OK, now that I’ve got your attention, what does this mean? Let’s focus on something a lot nearer and more concrete – the building you’re sitting in and perhaps responsible for.
According to McKinsey Global, the IoT economic impact on factories, retail settings, work sites, offices and homes could total as much as $6.3 trillion by 2025. Some of that will be in the form of sensors and other hardware that goes into buildings. Some of it will be building software management services. Some of it will be because people are more productive and buildings more efficient.
One thing IoT will do is make these structures smarter. Think of it as today’s building management system, a BMS, made more intelligent and more powerful. Some of those billions and billions of connected devices in the IoT will show up as advanced sensors and meters in
- Networked lighting
- Heating, ventilation and air conditioning (HVAC)
- Security and access control, and
- Electric meters
But beyond the building itself, there will also be data available from weather monitors and financial information – like the price of electricity, other utilities, and even commodities. That data can factor into how buildings are managed.
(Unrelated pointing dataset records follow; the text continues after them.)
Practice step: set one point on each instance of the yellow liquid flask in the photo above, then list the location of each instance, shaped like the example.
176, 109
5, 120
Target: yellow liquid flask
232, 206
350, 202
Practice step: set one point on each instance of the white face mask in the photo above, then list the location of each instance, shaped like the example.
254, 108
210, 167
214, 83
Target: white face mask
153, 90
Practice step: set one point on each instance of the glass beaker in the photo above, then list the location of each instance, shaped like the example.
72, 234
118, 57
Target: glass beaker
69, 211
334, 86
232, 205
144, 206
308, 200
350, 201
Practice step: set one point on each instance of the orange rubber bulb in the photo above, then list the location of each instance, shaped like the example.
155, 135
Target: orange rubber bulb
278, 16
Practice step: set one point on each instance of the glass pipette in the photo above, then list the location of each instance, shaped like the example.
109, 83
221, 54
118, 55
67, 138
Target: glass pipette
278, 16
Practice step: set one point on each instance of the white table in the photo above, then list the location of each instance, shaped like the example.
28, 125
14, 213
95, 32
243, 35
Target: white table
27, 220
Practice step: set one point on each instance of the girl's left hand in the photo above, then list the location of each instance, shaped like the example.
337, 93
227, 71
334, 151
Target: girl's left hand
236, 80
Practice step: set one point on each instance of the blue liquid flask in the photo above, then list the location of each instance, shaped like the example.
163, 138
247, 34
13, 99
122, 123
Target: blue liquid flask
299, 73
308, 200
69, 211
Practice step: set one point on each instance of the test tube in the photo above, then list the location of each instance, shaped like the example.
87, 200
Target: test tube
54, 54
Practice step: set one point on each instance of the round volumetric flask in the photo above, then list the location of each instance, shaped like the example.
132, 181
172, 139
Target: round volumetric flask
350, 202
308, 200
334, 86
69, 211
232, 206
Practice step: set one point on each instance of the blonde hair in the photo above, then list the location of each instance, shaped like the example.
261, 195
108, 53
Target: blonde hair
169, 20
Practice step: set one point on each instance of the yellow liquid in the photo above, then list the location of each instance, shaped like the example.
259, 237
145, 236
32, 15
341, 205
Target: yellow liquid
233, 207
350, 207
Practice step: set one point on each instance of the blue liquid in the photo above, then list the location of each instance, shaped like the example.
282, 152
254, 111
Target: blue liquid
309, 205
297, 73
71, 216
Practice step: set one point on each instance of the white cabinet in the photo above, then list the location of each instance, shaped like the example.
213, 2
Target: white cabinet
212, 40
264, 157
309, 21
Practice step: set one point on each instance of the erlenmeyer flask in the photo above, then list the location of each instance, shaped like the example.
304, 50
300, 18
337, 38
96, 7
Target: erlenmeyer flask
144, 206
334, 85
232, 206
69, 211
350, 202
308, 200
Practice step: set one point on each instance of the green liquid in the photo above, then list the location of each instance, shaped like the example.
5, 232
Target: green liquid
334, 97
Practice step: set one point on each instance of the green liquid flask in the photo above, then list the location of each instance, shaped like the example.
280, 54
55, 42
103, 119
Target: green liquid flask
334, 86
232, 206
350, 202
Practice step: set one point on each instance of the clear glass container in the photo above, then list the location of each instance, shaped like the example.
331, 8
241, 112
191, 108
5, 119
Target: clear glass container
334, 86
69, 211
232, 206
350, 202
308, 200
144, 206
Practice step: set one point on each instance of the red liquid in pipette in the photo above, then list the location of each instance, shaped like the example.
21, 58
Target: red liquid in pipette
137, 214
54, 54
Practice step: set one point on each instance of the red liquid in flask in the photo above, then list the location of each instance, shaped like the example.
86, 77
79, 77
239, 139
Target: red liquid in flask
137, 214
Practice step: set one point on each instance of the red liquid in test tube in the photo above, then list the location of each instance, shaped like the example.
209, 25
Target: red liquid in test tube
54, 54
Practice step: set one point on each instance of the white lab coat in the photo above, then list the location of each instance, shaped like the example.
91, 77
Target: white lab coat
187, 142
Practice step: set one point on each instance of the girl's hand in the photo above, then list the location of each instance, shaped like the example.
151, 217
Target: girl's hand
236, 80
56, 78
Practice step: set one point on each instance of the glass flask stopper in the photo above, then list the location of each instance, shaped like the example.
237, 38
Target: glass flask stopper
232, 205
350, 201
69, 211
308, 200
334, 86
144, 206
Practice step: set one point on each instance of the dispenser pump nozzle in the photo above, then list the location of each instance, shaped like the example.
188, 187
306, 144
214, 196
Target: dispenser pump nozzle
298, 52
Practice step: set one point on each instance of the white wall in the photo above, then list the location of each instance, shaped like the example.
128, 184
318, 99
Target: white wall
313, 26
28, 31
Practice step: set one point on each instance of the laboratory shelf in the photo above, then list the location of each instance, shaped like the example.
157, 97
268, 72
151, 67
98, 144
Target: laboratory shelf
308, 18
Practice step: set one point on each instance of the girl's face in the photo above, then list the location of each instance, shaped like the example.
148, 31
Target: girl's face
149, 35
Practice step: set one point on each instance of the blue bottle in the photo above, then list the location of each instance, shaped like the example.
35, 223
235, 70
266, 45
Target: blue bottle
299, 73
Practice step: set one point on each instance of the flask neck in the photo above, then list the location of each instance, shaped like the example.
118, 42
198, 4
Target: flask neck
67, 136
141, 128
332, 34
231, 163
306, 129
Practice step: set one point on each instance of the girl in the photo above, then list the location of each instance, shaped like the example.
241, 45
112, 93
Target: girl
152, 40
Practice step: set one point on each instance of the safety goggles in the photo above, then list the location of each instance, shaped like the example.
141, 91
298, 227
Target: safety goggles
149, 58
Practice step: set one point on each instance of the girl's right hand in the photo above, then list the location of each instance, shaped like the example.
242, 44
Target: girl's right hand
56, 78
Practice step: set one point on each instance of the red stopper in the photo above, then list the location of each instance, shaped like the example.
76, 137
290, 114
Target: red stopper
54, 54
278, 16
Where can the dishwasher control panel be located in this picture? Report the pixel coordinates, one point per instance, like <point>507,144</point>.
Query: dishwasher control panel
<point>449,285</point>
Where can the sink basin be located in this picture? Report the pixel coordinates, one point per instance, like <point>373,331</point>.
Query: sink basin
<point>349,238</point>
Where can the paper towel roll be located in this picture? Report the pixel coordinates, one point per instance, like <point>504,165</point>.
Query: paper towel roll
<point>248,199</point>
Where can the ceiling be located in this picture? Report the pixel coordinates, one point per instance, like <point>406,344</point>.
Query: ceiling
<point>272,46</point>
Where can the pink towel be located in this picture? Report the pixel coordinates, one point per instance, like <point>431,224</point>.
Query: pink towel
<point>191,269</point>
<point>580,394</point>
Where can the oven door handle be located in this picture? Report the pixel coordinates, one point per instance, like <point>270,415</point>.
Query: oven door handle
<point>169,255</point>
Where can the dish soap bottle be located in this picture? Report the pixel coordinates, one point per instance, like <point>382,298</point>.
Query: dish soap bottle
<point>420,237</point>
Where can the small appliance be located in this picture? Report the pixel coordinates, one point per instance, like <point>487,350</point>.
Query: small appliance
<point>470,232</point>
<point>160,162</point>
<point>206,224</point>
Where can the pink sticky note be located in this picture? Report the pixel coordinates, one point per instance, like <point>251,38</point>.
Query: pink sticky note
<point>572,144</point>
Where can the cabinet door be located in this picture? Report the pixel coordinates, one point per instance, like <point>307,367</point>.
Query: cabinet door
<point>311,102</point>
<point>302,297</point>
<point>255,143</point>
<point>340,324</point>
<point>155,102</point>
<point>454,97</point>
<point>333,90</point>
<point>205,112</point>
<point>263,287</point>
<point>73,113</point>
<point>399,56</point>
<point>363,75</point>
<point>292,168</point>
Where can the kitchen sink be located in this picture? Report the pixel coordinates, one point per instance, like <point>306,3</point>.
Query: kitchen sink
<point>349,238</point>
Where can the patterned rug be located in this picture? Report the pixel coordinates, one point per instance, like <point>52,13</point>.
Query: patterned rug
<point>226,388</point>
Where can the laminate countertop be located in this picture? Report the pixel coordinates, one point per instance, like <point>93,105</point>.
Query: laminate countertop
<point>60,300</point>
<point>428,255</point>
So buildings will be more intelligent and systems will be able to make adjustments on-the-fly. Empty office because somebody’s out on assignment or leave? Don’t heat or cool it then and put the temperature into deep setback,saving energy. And make sure the lights stay off.
Such steps can reduce the waste that today represents about a third of the energy used in commercial buildings. As a bonus, more comfortable workers are more productive.
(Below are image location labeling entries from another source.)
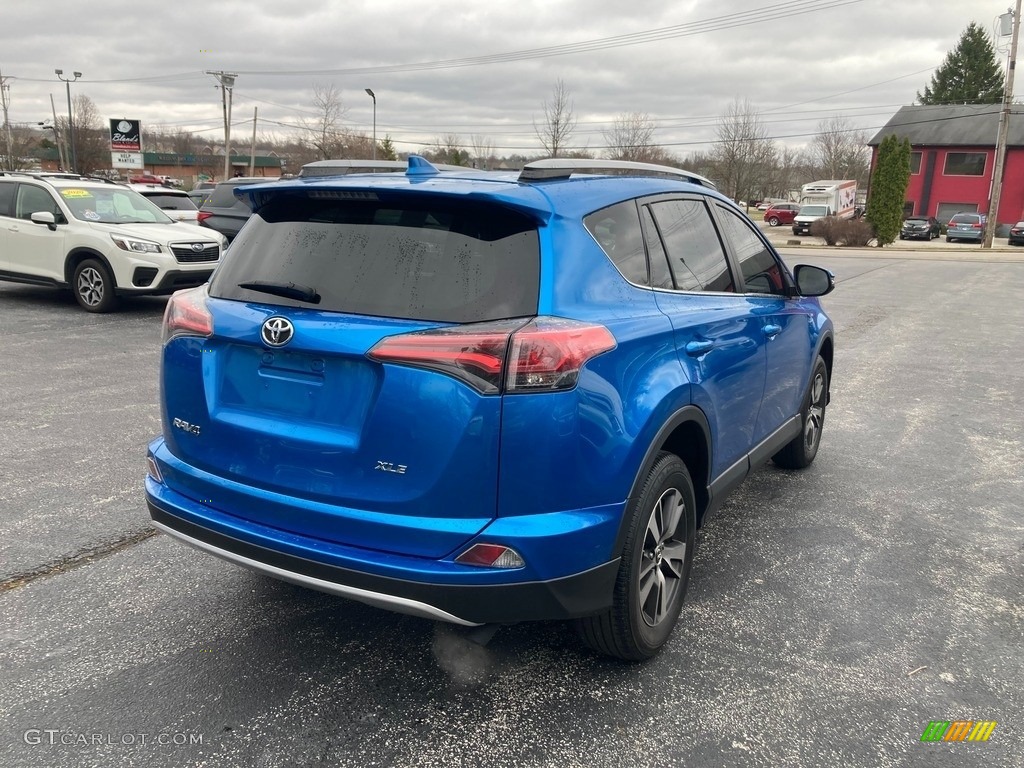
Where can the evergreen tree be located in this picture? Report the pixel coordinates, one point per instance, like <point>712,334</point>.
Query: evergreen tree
<point>970,74</point>
<point>892,174</point>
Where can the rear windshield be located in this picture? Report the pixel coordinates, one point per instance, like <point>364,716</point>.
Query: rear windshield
<point>415,258</point>
<point>171,202</point>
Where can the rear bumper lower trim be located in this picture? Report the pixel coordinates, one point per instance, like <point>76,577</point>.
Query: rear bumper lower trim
<point>466,604</point>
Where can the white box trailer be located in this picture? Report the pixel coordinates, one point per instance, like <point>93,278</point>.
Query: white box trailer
<point>839,196</point>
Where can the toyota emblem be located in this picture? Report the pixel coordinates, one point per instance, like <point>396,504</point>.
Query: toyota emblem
<point>276,332</point>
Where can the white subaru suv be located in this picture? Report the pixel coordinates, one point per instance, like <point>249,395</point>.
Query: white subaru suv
<point>100,240</point>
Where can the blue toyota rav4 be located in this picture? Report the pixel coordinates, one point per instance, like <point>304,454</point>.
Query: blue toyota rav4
<point>486,397</point>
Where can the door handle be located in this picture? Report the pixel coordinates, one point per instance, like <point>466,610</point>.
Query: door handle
<point>696,348</point>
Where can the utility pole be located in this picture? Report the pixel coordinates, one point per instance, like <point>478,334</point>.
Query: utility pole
<point>61,152</point>
<point>252,151</point>
<point>1000,141</point>
<point>226,81</point>
<point>71,117</point>
<point>4,95</point>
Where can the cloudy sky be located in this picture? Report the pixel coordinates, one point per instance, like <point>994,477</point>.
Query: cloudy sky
<point>484,68</point>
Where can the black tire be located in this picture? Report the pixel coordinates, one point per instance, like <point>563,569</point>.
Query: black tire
<point>93,287</point>
<point>800,452</point>
<point>654,569</point>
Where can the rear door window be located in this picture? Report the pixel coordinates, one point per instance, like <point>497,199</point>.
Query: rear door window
<point>415,258</point>
<point>695,255</point>
<point>762,273</point>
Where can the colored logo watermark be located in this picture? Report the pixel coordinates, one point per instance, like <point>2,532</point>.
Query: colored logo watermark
<point>958,730</point>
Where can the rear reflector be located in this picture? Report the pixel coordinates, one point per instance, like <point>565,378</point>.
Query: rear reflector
<point>544,354</point>
<point>153,470</point>
<point>491,556</point>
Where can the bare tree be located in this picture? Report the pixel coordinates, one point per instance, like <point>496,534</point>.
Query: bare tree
<point>631,137</point>
<point>483,152</point>
<point>840,151</point>
<point>326,133</point>
<point>91,141</point>
<point>448,148</point>
<point>559,121</point>
<point>743,154</point>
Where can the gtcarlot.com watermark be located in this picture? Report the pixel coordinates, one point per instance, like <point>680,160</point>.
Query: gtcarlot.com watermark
<point>54,736</point>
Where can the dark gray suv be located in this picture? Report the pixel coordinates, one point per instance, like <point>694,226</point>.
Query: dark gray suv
<point>223,211</point>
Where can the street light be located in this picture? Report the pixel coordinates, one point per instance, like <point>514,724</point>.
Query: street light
<point>374,97</point>
<point>71,120</point>
<point>226,81</point>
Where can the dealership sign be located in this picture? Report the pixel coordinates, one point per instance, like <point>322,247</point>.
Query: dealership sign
<point>126,160</point>
<point>126,135</point>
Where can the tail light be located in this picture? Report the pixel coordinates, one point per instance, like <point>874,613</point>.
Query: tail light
<point>544,354</point>
<point>186,314</point>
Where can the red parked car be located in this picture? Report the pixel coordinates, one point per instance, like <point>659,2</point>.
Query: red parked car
<point>781,213</point>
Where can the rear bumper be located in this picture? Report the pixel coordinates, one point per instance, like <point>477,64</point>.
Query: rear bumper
<point>468,604</point>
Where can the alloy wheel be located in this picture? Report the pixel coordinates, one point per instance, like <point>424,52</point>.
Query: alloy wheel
<point>815,413</point>
<point>90,287</point>
<point>662,564</point>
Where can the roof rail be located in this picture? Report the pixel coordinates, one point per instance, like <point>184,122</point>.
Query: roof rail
<point>344,167</point>
<point>554,168</point>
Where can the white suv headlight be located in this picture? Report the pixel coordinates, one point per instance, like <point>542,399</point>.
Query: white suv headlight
<point>138,246</point>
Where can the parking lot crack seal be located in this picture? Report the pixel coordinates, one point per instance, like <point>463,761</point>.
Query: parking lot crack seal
<point>82,557</point>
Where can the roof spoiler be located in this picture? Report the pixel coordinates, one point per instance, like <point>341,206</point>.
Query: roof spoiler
<point>561,168</point>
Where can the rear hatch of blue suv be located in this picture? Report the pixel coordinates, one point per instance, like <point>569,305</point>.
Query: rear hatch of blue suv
<point>333,403</point>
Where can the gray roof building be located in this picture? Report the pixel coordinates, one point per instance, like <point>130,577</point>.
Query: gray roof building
<point>954,125</point>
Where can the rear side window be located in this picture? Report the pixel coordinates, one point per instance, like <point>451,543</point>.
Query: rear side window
<point>760,269</point>
<point>691,243</point>
<point>616,228</point>
<point>414,258</point>
<point>34,199</point>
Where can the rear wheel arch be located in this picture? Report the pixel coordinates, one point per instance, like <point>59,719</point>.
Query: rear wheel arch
<point>687,435</point>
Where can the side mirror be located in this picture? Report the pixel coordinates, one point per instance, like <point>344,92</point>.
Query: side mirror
<point>813,281</point>
<point>45,217</point>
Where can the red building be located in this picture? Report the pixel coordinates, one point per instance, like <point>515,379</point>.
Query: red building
<point>952,157</point>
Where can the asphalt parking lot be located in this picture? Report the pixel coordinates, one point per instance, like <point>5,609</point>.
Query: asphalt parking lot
<point>834,612</point>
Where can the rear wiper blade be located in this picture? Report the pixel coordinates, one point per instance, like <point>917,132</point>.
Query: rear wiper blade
<point>288,290</point>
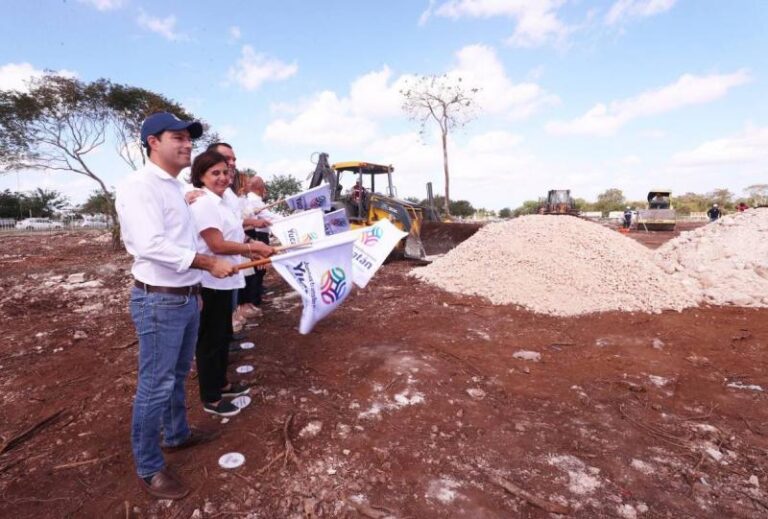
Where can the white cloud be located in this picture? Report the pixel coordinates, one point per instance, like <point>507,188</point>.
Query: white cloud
<point>327,120</point>
<point>16,76</point>
<point>104,5</point>
<point>493,142</point>
<point>165,27</point>
<point>227,132</point>
<point>623,10</point>
<point>605,119</point>
<point>536,22</point>
<point>751,146</point>
<point>372,95</point>
<point>479,66</point>
<point>253,69</point>
<point>375,96</point>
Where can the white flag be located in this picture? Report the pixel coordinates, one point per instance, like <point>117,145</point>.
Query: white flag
<point>322,275</point>
<point>336,222</point>
<point>316,198</point>
<point>372,247</point>
<point>299,227</point>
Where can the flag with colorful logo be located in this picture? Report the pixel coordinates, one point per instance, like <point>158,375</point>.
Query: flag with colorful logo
<point>336,222</point>
<point>301,227</point>
<point>316,198</point>
<point>322,275</point>
<point>372,247</point>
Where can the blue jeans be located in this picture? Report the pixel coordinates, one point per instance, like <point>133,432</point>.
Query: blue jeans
<point>166,325</point>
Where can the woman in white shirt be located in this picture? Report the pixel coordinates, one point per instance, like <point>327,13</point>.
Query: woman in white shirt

That’s good news about buildings and IoT.
Now for something else you to consider. According to the 2016 Navigant Research report, “Data Integration for Intelligent Buildings,” one impact of the IoT is that people are going to expect things – like buildings – to be smart. They’re going to demand “data-driven solutions that improve energy and operational efficiencies, facility planning, preventative maintenance, fault detection, occupant comfort, and safety in buildings.”
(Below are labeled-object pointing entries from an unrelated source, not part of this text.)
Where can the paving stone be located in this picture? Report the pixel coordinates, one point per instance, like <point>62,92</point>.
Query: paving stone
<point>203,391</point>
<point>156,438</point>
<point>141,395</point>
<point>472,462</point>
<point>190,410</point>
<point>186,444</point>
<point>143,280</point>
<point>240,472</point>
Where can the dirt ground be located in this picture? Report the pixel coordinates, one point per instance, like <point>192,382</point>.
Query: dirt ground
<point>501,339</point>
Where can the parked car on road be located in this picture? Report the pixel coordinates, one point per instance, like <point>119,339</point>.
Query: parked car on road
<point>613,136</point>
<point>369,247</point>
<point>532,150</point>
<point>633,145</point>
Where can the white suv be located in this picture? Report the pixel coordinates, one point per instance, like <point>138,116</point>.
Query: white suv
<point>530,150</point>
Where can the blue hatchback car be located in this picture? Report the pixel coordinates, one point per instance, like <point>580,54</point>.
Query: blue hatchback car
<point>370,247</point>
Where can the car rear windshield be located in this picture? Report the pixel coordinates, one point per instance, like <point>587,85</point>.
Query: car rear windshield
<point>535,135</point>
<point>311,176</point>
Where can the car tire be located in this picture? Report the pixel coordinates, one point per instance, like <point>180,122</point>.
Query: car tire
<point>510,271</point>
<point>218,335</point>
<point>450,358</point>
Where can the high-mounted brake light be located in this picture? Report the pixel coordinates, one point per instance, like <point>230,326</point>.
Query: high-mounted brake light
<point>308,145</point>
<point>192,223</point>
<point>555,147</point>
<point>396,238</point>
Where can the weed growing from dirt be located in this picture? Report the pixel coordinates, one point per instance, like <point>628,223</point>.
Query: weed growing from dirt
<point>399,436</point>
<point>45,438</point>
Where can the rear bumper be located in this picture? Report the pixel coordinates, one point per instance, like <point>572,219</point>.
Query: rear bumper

But this requires more than sensors. You need data integration. That’s a challenge: equipment, sensors and building automation systems may come from different vendors. The data may be in various formats, with different naming conventions and syntaxes. As a result, gathering, processing and analyzing the information may not be easy.
Two drivers will make this data integration happen despite these difficulties. The first is that utilities are expanding energy demand response programs. These may offer energy pricing that varies based on the time of day. Or they may require that non-essential users cut their energy consumption during periods of high demand. A second driver are mandates for increased energy efficiency. Again being able to adjust consumption as needed is important.
Responding to either of these requires collecting and reacting to information, often lots of it and sometimes very quickly. Consequently, there’ll be a strong incentive to harness the power of IoT.
So, the arrival of IoT means that the old way of doing things won’t work. BMS will have to evolve.